Les décisions doivent être prises dès maintenant car les risques de voir ces inégalités augmenter sont de plus en plus grands, à mesure que la crise climatique ravage la planète. En effet, de plus en plus de femmes risquent d’être abandonnées dans les zones les plus fragiles, pendant que les hommes sont contraints de migrer pour bénéficier de nouvelles opportunités économiques afin de nourrir leur famille. Malheureusement, selon un rapport publié récemment par l’ONG internationale WaterAid, le financement climatique engagé par les dirigeants mondiaux n’atteint toujours pas les personnes les plus vulnérables. L’ONU, quant à elle, a révélé qu’en 2016, seulement 0,01% du financement mondial défini par l’Accord de Paris, est destiné à des projets concernant à la fois la lutte contre les violences faites aux femmes et le combat pour la protection de la planète.

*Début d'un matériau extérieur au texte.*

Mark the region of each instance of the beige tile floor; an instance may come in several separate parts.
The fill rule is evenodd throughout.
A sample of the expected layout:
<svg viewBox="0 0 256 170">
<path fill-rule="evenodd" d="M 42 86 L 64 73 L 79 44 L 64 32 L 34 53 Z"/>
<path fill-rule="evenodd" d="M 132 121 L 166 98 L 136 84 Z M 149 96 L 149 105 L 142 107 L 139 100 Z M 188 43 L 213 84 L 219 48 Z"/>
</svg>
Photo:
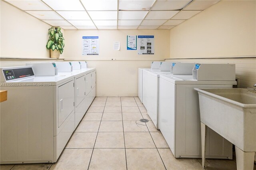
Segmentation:
<svg viewBox="0 0 256 170">
<path fill-rule="evenodd" d="M 142 118 L 150 121 L 141 122 Z M 100 97 L 56 163 L 1 165 L 0 170 L 204 170 L 201 162 L 174 157 L 138 97 Z M 207 159 L 206 164 L 206 170 L 236 168 L 233 160 Z"/>
</svg>

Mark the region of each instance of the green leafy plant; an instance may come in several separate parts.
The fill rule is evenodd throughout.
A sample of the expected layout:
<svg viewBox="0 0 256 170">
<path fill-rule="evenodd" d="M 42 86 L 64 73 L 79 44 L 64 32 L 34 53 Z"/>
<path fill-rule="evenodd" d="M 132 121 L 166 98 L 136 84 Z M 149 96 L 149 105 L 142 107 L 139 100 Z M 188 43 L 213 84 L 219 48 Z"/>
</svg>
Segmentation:
<svg viewBox="0 0 256 170">
<path fill-rule="evenodd" d="M 61 32 L 60 28 L 51 27 L 48 30 L 49 40 L 46 44 L 46 48 L 60 51 L 60 54 L 63 52 L 63 48 L 65 46 L 63 34 Z"/>
</svg>

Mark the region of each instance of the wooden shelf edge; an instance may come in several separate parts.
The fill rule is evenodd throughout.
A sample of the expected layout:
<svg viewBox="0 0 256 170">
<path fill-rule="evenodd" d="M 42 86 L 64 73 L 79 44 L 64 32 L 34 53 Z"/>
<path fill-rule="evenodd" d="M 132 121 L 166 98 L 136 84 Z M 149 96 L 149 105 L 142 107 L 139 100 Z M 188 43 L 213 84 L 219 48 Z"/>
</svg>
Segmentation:
<svg viewBox="0 0 256 170">
<path fill-rule="evenodd" d="M 0 90 L 0 102 L 7 100 L 7 90 Z"/>
</svg>

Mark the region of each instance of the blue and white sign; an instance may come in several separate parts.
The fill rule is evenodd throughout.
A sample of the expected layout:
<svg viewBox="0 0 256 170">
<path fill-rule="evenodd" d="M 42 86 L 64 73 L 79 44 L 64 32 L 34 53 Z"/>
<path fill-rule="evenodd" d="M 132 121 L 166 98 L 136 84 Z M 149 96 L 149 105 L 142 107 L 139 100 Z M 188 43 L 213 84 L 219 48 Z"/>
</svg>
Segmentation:
<svg viewBox="0 0 256 170">
<path fill-rule="evenodd" d="M 99 55 L 99 37 L 83 36 L 82 55 Z"/>
<path fill-rule="evenodd" d="M 137 36 L 127 36 L 127 50 L 137 50 Z"/>
<path fill-rule="evenodd" d="M 154 36 L 138 36 L 138 54 L 154 54 Z"/>
</svg>

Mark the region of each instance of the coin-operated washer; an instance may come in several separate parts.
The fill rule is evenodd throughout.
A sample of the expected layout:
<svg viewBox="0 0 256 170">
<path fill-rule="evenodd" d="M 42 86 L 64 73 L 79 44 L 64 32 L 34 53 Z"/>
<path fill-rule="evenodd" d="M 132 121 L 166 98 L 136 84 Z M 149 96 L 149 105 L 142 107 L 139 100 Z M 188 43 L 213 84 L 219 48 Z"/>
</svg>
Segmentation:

Le rôle déterminant du Royaume-Uni durant la COP 26 à Glasgow

Seulement quelques gouvernements ont inclus des efforts pour la réduction des violences faites aux femmes dans leur politique environnementale, à la conférence des Nations Unies à Madrid en 2019. Le Royaume-Uni quant à lui, s’est engagé dès janvier 2020 à inclure des problématiques de genre dans le financement de sa lutte contre le réchauffement climatique. Les activistes attendent donc beaucoup de ce dernier lors de la réunion internationale à Glasgow.

Néanmoins, plusieurs éléments poussent à envisager la prestation du Royaume-Uni à la COP 26 d’un œil plutôt pessimiste. Tout d’abord, la présentation de son comité diplomatique uniquement masculin, comme nous l’avons déjà évoqué. Le manque de crédibilité internationale dont souffre actuellement le gouvernement de Boris Johnson, risque également de mettre en péril l’engagement climatique du Royaume-Uni. En effet, le Premier ministre est accusé de vouloir rompre le droit international, depuis l’introduction de son projet de loi démontant une partie de l’accord signé avec l’Union Européenne en janvier 2020, réglementant le commerce avec l’Irlande du Nord.

L’activiste climatique britannique, Aoife Mercedes Rodriguez-Uruchurtu, exprime ce pessimisme ambiant : « Je ne suis pas surprise [de l’absence de femmes dans le comité diplomatique]. Les COP n’ont jamais été un endroit à l’écoute des personnes souffrant réellement des impacts du réchauffement climatique. C’est pourquoi nous continuons de protester dans la rue. »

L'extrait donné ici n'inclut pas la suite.